Most of the UK’s biggest businesses have hit targets for gender representation in their boardroom, but fall short when it comes to women leaders who face greater scrutiny and unconscious bias, according to Government-backed report.

Data from the FTSE Women Leaders Review shows that women held 43% of board positions on FTSE 350 companies in 2025.

It marks a significant leap towards gender balance in the boardrooms of the UK’s biggest listed companies, from the 9.5% recorded when the review began 15 years ago.

Nevertheless, the proportion is more or less the same than it was in 2024.

Vivienne Artz, chief executive of the FTSE Women Leaders Review, said the “pace of change is naturally beginning to level as parity approaches”, adding: “Boards are still making progress, which is great, but there’s not as much progress to make.”

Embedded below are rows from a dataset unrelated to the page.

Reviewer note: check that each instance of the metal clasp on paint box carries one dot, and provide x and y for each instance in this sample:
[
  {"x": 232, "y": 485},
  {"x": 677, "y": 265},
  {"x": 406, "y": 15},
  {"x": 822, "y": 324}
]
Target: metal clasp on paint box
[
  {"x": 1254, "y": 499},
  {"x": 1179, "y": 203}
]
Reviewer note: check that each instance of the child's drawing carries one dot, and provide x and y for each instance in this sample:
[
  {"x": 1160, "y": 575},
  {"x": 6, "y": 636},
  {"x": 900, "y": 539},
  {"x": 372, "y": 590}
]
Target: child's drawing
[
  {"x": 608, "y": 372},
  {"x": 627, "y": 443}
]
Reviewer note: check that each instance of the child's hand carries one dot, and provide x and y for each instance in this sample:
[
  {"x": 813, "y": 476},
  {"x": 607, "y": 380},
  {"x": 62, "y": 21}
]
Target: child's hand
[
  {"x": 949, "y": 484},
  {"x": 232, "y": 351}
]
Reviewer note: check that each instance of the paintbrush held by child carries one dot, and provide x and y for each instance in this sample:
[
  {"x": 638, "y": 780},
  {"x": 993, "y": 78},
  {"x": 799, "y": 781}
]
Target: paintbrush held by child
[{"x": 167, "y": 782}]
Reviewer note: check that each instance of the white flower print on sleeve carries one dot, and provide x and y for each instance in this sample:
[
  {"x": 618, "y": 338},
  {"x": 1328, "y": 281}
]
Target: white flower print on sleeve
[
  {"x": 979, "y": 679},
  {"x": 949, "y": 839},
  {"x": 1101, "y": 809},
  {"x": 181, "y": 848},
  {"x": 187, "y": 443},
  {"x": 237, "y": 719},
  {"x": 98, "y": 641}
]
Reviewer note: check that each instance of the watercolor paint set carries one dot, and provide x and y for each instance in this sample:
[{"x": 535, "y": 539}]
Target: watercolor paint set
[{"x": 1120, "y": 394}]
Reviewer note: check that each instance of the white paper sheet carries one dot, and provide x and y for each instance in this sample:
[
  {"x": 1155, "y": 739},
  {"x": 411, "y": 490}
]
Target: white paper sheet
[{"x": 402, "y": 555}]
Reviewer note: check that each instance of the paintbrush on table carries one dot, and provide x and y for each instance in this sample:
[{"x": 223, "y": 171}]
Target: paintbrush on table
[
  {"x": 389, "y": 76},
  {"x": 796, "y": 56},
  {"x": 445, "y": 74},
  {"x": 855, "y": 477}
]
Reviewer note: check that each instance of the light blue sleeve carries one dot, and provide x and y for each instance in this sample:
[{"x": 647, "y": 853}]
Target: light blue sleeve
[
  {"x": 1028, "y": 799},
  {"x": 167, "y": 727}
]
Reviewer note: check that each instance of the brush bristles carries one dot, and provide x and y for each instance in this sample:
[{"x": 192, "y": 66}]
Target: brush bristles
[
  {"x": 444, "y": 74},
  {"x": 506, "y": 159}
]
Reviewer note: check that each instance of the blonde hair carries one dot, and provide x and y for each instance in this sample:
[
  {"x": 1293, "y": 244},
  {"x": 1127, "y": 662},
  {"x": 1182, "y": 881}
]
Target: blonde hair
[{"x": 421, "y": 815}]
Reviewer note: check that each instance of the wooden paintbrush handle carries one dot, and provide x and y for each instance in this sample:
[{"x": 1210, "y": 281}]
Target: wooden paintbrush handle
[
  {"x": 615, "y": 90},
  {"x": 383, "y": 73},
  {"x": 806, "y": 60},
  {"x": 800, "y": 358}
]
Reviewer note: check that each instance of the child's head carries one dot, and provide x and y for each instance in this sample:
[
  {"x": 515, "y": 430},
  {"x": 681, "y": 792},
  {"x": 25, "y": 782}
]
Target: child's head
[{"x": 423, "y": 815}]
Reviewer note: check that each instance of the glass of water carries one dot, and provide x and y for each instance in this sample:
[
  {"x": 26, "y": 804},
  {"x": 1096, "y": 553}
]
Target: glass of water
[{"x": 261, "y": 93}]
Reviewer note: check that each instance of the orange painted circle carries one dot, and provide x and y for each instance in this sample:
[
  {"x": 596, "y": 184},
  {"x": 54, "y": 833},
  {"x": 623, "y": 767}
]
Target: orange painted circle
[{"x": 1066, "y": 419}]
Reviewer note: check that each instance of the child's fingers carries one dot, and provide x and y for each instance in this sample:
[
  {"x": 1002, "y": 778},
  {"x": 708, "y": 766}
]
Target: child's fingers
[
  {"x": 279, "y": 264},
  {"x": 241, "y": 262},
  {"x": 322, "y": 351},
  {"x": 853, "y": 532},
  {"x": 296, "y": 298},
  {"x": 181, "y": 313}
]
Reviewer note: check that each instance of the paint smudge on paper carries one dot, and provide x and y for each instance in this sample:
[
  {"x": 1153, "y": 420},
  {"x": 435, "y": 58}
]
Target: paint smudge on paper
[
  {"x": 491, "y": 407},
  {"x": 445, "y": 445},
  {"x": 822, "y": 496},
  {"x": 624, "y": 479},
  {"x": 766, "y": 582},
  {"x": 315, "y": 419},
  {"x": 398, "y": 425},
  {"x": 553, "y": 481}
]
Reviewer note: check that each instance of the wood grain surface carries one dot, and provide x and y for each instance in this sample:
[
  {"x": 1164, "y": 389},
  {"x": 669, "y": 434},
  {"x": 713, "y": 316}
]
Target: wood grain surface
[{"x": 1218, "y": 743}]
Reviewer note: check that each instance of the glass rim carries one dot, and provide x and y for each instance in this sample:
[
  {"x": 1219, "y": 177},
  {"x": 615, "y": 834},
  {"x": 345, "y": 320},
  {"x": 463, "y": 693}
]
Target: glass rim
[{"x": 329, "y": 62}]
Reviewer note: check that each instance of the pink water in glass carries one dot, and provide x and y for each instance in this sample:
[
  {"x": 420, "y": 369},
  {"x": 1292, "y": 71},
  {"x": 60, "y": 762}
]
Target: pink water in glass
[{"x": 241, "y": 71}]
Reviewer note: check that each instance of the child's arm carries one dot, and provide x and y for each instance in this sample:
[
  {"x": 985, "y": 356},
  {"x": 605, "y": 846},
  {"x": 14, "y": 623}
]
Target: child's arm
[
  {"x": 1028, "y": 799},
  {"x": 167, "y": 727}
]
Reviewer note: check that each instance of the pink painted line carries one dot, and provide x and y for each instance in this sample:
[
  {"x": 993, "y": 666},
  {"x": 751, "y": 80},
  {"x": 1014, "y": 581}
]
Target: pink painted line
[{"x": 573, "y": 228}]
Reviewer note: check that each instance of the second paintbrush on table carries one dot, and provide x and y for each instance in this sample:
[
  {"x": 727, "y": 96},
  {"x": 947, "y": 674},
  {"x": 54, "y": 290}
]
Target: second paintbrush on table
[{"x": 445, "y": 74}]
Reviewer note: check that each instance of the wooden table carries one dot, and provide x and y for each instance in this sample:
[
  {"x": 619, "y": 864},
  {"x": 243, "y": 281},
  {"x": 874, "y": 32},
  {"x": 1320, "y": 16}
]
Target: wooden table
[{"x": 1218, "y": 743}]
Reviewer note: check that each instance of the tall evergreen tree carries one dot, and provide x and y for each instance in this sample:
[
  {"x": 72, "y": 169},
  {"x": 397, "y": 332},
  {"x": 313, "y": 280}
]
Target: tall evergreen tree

The review, which is supported by the Government, tracks the progress of the FTSE 350 and 50 of the UK’s largest private companies towards voluntary gender representation targets.

The latest report revealed that the proportion of women in leadership positions on the FTSE 350 has edged up to 36%, from 35% the previous year, as of the end of October 2025.

Within that, the proportion of women in chief executive roles was 8%, up from 7%.

There were nine women chief executives at FTSE 100 companies.

There has been a recent flurry of female bosses quitting from top listed companies and being replaced by men, such as Dame Emma Walmsley from drug firm GSK, Liv Garfield from water supplier Severn Trent, and Diageo’s Debra Crew.

On the other hand, energy giant BP appointed its first ever female chief executive, who is due to step into the role in April.

Ms Artz said firms were making slow progress when it comes to gender balance for the CEO, chair and finance director roles.

“It’s because they are incredibly demanding and difficult roles to fill,” she told the Press Association.

“I think that too often we rely on the safe option which is, ‘we’re going to have have someone who’s done it before’.

“And if you’re always going back to fishing in the same pond then you’re not finding new talent… you’re not looking at skills and expertise, as opposed to a CV that you feel comfortable with and you’re seen before,” she said.

Furthermore, Ms Artz said women can face barriers to leadership positions due to prevailing attitudes which have “not been easy to dismantle”.

“I think we can say that female CEOs get a lot more scrutiny and they get judged on different things that male CEOs do,” she said.

She said that talking points such as whether the person is married or has children can be “distracting, and in many ways it diminishes the credibility of the leader”.

“We do know that there is absolutely still unconscious bias and that there’s attitudes that need to change,” she said.

Ms Artz also argued that the cost of childcare means that families are led to making decisions that can “derail” or “sideline” a woman’s career.

Responding to the report, Chancellor Rachel Reeves said the data “shows how far we’ve come”, adding: “But there is still a long way to go as women remain under‑represented in key executive roles.

“As Chancellor, I’m clear there should be no ceiling on a woman’s ambition.

“When they can participate fully at every level, organisations make better decisions, innovate more and perform more strongly, boosting our whole economy.”

Business and Trade Secretary Peter Kyle said: “It’s essential that our top talent can reach the highest levels of leadership, which is why I’m so pleased the UK continues to lead the charge for gender equality in boardrooms.

“However, be in no doubt that despite this progress, there is still much more work to do.”

Looking at individual companies, drinks giant Diageo and supermarket and services chain The Co-operative Group have the highest representation of women in their boardrooms, at 77.8% and 72.7% respectively.

Marks & Spencer, HSBC, and water firms Severn Trent and Pennon Group are among those to record representation greater than 60%.

At the other end of the scale, parcel giant Evri and yoghurt maker Muller had no women on their boards, while the likes of pub groups Mitchells & Butlers and Wetherspoons were towards the bottom of the list with representation of 22%.